$5.05 for the Future

Yesterday I mentioned that we have reached a new nearly 40 year low of percentage of personal income spent on government services.  It now stands at $5.05 per $100 of personal income, the lowest since the gubernatorial days of Ronald Reagan.  There are very real effects of that:

Over the past two years, California, Georgia, Nevada, Ohio, Utah and Wisconsin have loosened legal restrictions on class size. And Idaho and Texas are debating whether to fit more students in classrooms.

Los Angeles has increased the average size of its ninth-grade English and math classes to 34 from 20. Eleventh- and 12th-grade classes in those two subjects have risen, on average, to 43 students.(NY Times)

I’ve never taught in a traditional school setting, but having worked with teenagers in the past, I can assure you that you can not teach a math class effectively to either 34 or 43 teenagers.

At some point, we have to take this information in and understand what the anti-government forces have done to our once proud public school system, and what they are doing to a social safety net that is stretched so thin that the wholes are visible from space.  We all lose when one student fails because we couldn’t get them the resources they needed to succeed.  We all fail as our students fall through the cracks.

UPDATE: I need to point out that part of the reason the number has decreased is that Brown’s budget calls for the shifting of some services from the state to local governments. This figure only covers the state’s portion.

36 thoughts on “$5.05 for the Future”

  1. Now if only the teachers agreed to take a 20% cut in their total compensation, we could hire 20% more teachers and save public education.  Is it about the children, and not about the money, right?

  2. They would live in their cars and only eat McDonald’s Double Cheeseburgers, allowing them to reduce their pay  by 40% and ensuring that they never lived long enough to collect a pension.

  3. I looked at Brown’s budget and I asked a few teacher friends about it and they couldn’t give me answers so here it goes:

    total budget spends approx $10K per kid

    61% goes to Classroom instruction so ~6K

    the other 39% goes to admin and infrastructure.

    The HIGHEST teacher salary I’ve seen is 86K (~80K). The Average is around 50K (yes, I’m excluding the reported 100K+ OC Drama teacher)

    So if a class size is optimally 20 students that means each class gets $120K (I’m rounding here)  for instruction.
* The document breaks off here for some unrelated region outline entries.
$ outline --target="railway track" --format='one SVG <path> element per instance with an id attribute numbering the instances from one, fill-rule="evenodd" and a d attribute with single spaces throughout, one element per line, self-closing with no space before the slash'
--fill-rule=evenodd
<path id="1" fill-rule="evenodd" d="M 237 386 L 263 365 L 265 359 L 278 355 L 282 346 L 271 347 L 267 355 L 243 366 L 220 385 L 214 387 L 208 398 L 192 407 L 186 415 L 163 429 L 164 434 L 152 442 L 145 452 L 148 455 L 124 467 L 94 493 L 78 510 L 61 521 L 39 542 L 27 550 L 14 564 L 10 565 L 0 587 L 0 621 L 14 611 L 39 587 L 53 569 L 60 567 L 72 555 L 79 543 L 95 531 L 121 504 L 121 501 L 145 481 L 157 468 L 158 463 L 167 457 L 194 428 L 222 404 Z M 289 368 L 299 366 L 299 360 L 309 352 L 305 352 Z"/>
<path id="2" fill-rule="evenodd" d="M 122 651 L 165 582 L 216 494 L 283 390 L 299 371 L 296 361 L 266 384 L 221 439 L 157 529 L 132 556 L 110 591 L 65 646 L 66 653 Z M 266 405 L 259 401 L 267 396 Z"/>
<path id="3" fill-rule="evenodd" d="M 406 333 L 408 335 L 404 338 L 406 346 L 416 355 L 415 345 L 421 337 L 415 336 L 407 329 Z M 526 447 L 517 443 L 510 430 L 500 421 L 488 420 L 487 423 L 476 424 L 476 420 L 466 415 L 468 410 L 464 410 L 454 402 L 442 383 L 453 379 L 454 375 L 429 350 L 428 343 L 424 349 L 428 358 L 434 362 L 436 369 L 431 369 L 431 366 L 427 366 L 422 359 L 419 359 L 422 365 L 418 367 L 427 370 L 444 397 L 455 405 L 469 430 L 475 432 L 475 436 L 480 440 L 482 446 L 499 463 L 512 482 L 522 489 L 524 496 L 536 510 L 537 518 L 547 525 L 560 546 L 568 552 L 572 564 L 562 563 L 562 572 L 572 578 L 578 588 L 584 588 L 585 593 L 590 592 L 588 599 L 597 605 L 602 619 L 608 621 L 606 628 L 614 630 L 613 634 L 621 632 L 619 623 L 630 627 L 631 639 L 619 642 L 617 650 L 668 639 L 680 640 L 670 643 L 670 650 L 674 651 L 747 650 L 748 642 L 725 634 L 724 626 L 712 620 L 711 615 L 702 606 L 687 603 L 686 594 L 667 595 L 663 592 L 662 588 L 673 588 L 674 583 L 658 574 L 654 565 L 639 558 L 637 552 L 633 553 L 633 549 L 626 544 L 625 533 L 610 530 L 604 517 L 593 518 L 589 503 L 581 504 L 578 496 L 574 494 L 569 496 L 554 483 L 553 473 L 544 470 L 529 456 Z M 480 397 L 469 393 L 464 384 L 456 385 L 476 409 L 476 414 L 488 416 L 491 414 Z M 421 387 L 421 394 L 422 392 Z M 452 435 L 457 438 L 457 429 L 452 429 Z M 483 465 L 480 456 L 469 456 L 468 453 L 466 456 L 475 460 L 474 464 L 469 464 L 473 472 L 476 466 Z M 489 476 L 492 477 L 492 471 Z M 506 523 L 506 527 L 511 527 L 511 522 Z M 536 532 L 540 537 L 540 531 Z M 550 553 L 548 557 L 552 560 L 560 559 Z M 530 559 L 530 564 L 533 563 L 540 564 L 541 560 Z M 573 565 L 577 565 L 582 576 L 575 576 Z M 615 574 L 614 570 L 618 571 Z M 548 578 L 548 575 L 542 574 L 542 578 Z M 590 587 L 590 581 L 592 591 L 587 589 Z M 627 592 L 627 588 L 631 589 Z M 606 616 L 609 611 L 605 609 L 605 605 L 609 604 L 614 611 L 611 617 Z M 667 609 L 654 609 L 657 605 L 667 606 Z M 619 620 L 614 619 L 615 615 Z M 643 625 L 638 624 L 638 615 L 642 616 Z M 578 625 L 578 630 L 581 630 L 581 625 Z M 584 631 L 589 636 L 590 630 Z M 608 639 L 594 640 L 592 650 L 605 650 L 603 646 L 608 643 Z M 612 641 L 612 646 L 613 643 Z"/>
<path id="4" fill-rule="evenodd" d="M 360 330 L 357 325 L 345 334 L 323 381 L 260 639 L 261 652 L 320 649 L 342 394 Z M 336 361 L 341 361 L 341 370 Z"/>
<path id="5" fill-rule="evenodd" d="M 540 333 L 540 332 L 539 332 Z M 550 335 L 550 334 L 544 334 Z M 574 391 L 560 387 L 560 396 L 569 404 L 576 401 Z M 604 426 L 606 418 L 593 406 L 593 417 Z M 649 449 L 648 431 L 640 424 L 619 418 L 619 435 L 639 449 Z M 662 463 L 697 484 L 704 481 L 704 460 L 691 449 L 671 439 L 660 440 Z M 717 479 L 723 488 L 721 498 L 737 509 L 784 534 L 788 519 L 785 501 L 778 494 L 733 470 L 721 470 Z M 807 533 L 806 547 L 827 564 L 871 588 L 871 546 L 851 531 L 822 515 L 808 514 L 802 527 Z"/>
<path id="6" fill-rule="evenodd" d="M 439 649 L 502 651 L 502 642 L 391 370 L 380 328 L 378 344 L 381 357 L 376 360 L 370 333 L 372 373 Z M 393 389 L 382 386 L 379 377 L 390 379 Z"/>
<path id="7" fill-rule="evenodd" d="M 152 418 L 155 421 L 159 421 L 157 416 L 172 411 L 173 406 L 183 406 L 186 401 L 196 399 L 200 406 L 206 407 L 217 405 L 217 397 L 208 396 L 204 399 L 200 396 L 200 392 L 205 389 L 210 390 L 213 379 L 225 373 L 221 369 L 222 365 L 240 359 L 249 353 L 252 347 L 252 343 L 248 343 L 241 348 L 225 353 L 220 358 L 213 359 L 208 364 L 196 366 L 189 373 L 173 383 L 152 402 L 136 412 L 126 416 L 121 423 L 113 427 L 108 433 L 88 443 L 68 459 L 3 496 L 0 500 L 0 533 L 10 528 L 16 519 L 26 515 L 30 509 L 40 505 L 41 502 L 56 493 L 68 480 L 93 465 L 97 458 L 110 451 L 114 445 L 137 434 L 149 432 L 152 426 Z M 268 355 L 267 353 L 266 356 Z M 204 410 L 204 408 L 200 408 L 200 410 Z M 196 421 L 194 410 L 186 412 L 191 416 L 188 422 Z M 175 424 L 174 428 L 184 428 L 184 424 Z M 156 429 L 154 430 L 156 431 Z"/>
Subtract the highest salary you get $40K dedicated to instruction.  With bigger class rooms like 40 you get non-teacher instruction costs per room up to 160K.
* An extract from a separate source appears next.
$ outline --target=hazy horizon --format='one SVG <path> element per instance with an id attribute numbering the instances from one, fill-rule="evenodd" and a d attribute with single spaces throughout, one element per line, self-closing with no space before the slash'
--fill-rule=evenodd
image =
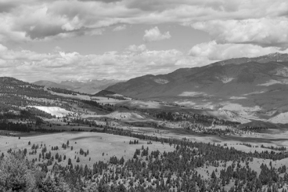
<path id="1" fill-rule="evenodd" d="M 0 76 L 127 80 L 288 53 L 285 1 L 0 1 Z"/>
    My question is where is the difference going to? Because according to the budget breakdowns we could be paying teachers more with what we have (and I support much higher teacher salaries). Maybe I missed something. I think you guys already have the brown budget numbers and tese same breakdowns but I’ll post links if you need them.
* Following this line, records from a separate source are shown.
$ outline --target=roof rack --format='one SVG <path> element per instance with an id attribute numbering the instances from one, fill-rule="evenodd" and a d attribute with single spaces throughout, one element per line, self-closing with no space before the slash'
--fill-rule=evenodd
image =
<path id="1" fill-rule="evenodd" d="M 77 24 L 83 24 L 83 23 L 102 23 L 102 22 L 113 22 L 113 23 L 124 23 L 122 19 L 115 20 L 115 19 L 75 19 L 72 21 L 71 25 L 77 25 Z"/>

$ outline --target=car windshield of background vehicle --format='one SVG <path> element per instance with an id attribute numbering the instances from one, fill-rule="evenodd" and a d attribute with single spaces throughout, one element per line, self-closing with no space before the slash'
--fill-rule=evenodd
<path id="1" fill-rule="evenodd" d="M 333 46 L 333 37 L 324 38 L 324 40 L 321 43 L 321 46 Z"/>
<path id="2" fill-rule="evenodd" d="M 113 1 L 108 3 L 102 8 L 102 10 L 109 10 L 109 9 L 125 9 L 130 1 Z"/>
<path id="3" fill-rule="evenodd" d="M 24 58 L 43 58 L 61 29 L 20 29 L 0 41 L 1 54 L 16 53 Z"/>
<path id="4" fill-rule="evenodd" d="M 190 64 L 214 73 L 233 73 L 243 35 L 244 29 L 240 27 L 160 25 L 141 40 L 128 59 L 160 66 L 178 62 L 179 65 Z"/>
  4. Less than 3% of expenses for the school district go to administrators’ salaries and benefits. They have consistently reduced the number of top administrators and administrative staff over the last several years.

    The calculation that anti-education forces consistently make to show that there is a tremendous amount of waste in school systems is deliberately deceptive and ignores any real discussion of school funding and where the money goes.

    I continue to think that there might be savings to be realized in the 17% (if I remember correctly) of California’s education budget that goes to special education.  

  5. It looks more likely than ever that the whining Republicans will not give in on the special election and JB will be soon releasing an all cuts budget, which the Democrats will not approve.

    On Monday, Brown said that if his tax plan fails, “We’ll either get an all-cuts budget or government will be paralyzed, and they’ll just sit there like they have in years past until they run out of cash.”

    http://www.sacbee.com/2011/03/

    The end is near.  Very near.

  6. Wow – Am I getting ripped off here.

    This figure is well over $18 for me. I’m lower middle class but pay an average of 9% State Sales Tax and about 9% in Personal Income Tax with nothing left over to save.   That is like $18 for every $100 of personal income.  And that doesn’t count anything goes to Federal Gov’t.

    Who in California is only paying $5.05?